Julia le pasó una taza de té a Cassandra, tomó un sorbo de la suya, y luego continuó con su historia.

—Aquella noche de Navidad hacía mucho frío. Había estallado una tormenta desde el mar que estaba azotando la costa. Nos habíamos quedado sin electricidad, nuestro pavo se estaba descongelando en una nevera tibia, y no podíamos recordar dónde habíamos dejado las velas que habíamos comprado. Estábamos buscando en uno de los cuartos de arriba cuando un relámpago inundó de luz el cuarto y ambos vimos la pared. —Apretó los labios en anticipación al desenlace—. En la pared, había un agujero.
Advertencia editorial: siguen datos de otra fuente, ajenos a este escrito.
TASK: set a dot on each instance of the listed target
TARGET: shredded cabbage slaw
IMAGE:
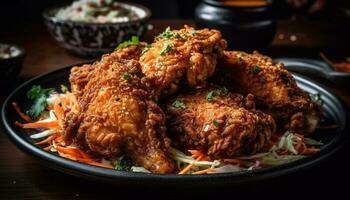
(290, 146)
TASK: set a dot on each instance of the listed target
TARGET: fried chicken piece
(182, 57)
(80, 75)
(275, 90)
(226, 125)
(116, 117)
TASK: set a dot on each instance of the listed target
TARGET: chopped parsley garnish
(262, 79)
(316, 98)
(217, 92)
(166, 49)
(126, 76)
(179, 104)
(121, 165)
(38, 95)
(147, 48)
(134, 41)
(216, 123)
(168, 34)
(64, 88)
(256, 69)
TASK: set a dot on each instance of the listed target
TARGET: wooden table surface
(22, 177)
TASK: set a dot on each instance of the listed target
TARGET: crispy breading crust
(274, 88)
(224, 127)
(187, 59)
(116, 115)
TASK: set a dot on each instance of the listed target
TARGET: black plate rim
(98, 173)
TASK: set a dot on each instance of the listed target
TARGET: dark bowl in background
(11, 67)
(318, 68)
(245, 28)
(94, 39)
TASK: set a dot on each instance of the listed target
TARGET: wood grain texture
(22, 177)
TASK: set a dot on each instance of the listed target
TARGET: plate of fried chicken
(181, 109)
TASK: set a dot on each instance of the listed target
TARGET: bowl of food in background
(248, 25)
(94, 27)
(11, 58)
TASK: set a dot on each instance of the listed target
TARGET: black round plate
(332, 108)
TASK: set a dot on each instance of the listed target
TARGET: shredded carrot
(50, 124)
(48, 148)
(204, 171)
(20, 113)
(188, 167)
(79, 155)
(234, 161)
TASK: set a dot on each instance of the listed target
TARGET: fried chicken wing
(182, 57)
(223, 125)
(80, 75)
(116, 116)
(274, 88)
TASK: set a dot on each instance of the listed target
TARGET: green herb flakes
(168, 34)
(134, 41)
(217, 92)
(38, 95)
(126, 76)
(147, 48)
(179, 104)
(262, 79)
(216, 123)
(166, 49)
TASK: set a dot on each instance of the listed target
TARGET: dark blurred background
(16, 13)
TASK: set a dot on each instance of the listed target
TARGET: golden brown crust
(187, 59)
(274, 88)
(222, 127)
(80, 75)
(116, 115)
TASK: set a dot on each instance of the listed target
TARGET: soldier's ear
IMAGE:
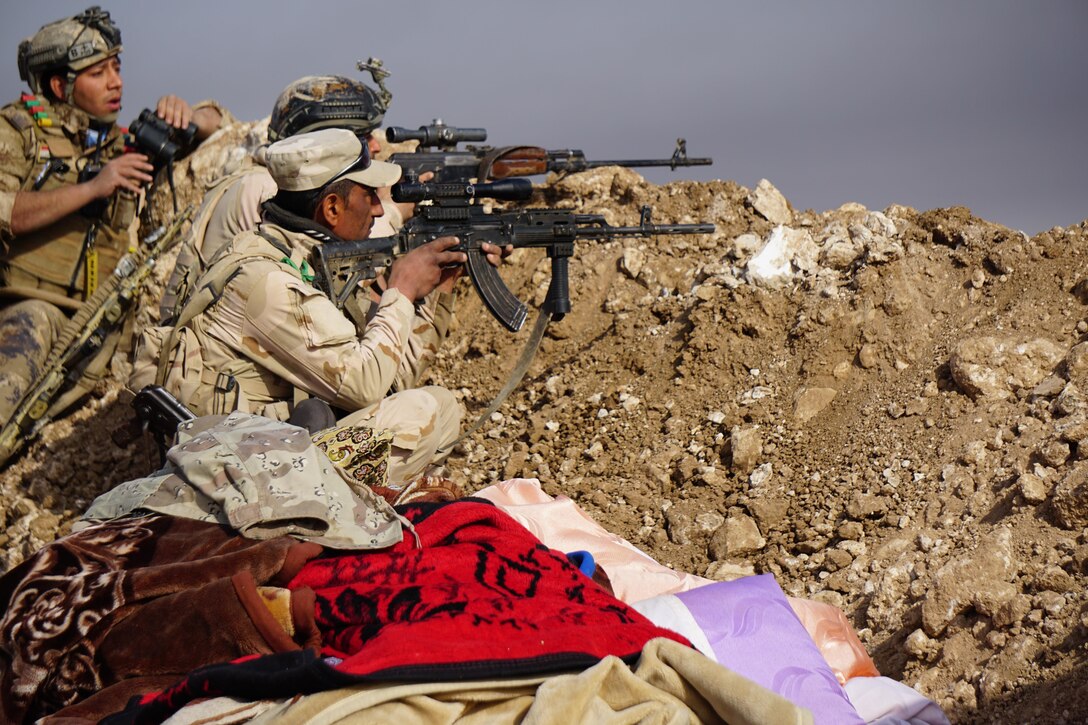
(329, 210)
(57, 86)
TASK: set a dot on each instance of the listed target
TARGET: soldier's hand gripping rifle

—¿Como la madriguera de un ratón?

—No, un agujero cuadrado.

Cassandra frunció confusa el ceño.

—Una pequeña cavidad en la piedra —dijo Julia—. El tipo de escondite con el que soñaba de niña cada vez que mi hermano encontraba mis diarios. Había estado oculto detrás de un tapiz que el pintor había descolgado esa semana. —Tomó un gran sorbo de té antes de continuar—. Sé que suena tonto, pero encontrar ese escondrijo fue como un amuleto de la suerte. Casi como si la casa nos estuviera diciendo: «Muy bien, ya lleváis aquí el suficiente tiempo con vuestros martillazos y ruidos. Habéis demostrado que vuestras intenciones son honestas, así que podéis quedaros». Y desde esa noche, las cosas parecieron volverse más fáciles. Comenzaron a salir bien. Por un lado, apareció su abuela, ansiosa por comprar la Cabaña del Acantilado, y un chico de nombre Bobby Blake consiguió recuperar poco a poco el jardín, y por otro, un par de guías turísticos comenzaron a traer clientes para el té de la tarde.

Estaba sonriendo frente al recuerdo, y Cassandra casi se sintió mal al interrumpirla.
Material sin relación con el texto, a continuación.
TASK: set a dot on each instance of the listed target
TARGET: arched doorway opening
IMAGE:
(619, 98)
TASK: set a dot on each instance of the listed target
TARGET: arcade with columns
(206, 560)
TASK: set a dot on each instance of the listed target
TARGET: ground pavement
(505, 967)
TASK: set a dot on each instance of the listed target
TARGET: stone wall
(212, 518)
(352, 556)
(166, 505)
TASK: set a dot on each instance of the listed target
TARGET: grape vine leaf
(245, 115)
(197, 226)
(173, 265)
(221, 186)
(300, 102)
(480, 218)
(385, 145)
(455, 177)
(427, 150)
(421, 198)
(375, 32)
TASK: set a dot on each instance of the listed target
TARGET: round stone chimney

—¿Pero qué fue lo que encontró? ¿Qué había en el escondrijo?

Julia parpadeó.

—¿Algo que pertenecía a Rose?

—Sí —dijo Julia, tragando una sonrisa excitada—. Atados por un lazo, había una colección de cuadernos de recortes. Uno por año, de 1900 a 1913.

—¿Cuadernos de recortes?

—Muchas damas jóvenes solían tenerlos en esa época. Era un hobby plenamente aceptado por la sociedad victoriana… ¡uno de los pocos! Una forma de expresarse que una joven dama podía permitirse sin temor de entregar su alma al demonio. —Sonrió con orgullo—. Ah, los cuadernos de Rose no son diferentes de cualquier otro que se pueda encontrar en museos o desvanes del país: están llenos de retales, dibujos, pinturas, invitaciones, pequeñas anécdotas… pero cuando los encontré me identifiqué tanto con esta joven mujer de hace casi cien años, con sus esperanzas, sueños y decepciones, que he tenido debilidad por ella desde entonces. Pienso en ella como un ángel, cuidándonos.

—¿Tiene todavía los cuadernos de recortes?
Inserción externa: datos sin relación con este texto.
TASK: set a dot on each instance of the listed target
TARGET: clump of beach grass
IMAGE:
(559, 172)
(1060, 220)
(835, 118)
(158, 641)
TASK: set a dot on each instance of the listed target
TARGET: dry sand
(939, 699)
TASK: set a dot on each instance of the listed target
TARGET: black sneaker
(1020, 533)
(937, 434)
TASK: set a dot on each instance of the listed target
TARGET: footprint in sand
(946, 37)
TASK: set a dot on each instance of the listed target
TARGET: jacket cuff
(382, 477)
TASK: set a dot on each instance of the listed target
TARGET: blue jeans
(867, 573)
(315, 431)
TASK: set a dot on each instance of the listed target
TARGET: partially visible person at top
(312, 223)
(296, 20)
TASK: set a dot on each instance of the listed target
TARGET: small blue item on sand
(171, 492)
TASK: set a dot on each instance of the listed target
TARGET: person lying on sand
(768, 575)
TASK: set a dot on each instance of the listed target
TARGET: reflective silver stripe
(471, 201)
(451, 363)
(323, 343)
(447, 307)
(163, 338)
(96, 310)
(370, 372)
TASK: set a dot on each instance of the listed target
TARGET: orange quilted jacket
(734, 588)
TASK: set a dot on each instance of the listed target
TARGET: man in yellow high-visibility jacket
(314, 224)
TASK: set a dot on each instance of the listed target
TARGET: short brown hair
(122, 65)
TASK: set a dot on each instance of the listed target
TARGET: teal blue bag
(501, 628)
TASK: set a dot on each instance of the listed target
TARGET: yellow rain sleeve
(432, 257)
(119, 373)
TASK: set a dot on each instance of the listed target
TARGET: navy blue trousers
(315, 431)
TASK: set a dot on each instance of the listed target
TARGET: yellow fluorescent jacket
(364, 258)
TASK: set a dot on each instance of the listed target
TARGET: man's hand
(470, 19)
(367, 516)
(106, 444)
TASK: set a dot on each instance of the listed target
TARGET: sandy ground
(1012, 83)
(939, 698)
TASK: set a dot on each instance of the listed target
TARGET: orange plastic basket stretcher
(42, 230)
Un gesto de asentimiento culpable.

—Sé que debería haberlos donado a un museo o a uno de esos grupos locales de historiadores, pero soy bastante supersticiosa y no puedo soportar desprenderme de ellos. Por un tiempo pensé en exhibirlos en la sala, en una de las vitrinas, pero cada vez que les echaba una mirada sentía una oleada de vergüenza, como si me hubiera apropiado de algo privado y lo hubiera hecho público. Ahora los tengo guardados en una caja en mi cuarto, a falta de algo mejor.

—Me encantaría verlos.

—Claro que le encantaría, querida. Y por eso los verá. —Julia sonrió a Cassandra—. Estoy esperando a un grupo que debe llegar en la próxima media hora y Robyn me ha llenado la semana con los arreglos del festival. ¿Podríamos cenar el viernes, en mi apartamento? Rick estará en Londres, así que será una noche de mujeres. Podremos examinar los cuadernos de recortes de Rose y llorar a gusto durante un rato. ¿Qué tal suena eso?

—Fantástico —dijo Cassandra, sonriendo dubitativa. Era la primera vez que alguien la invitaba a compartir el llanto.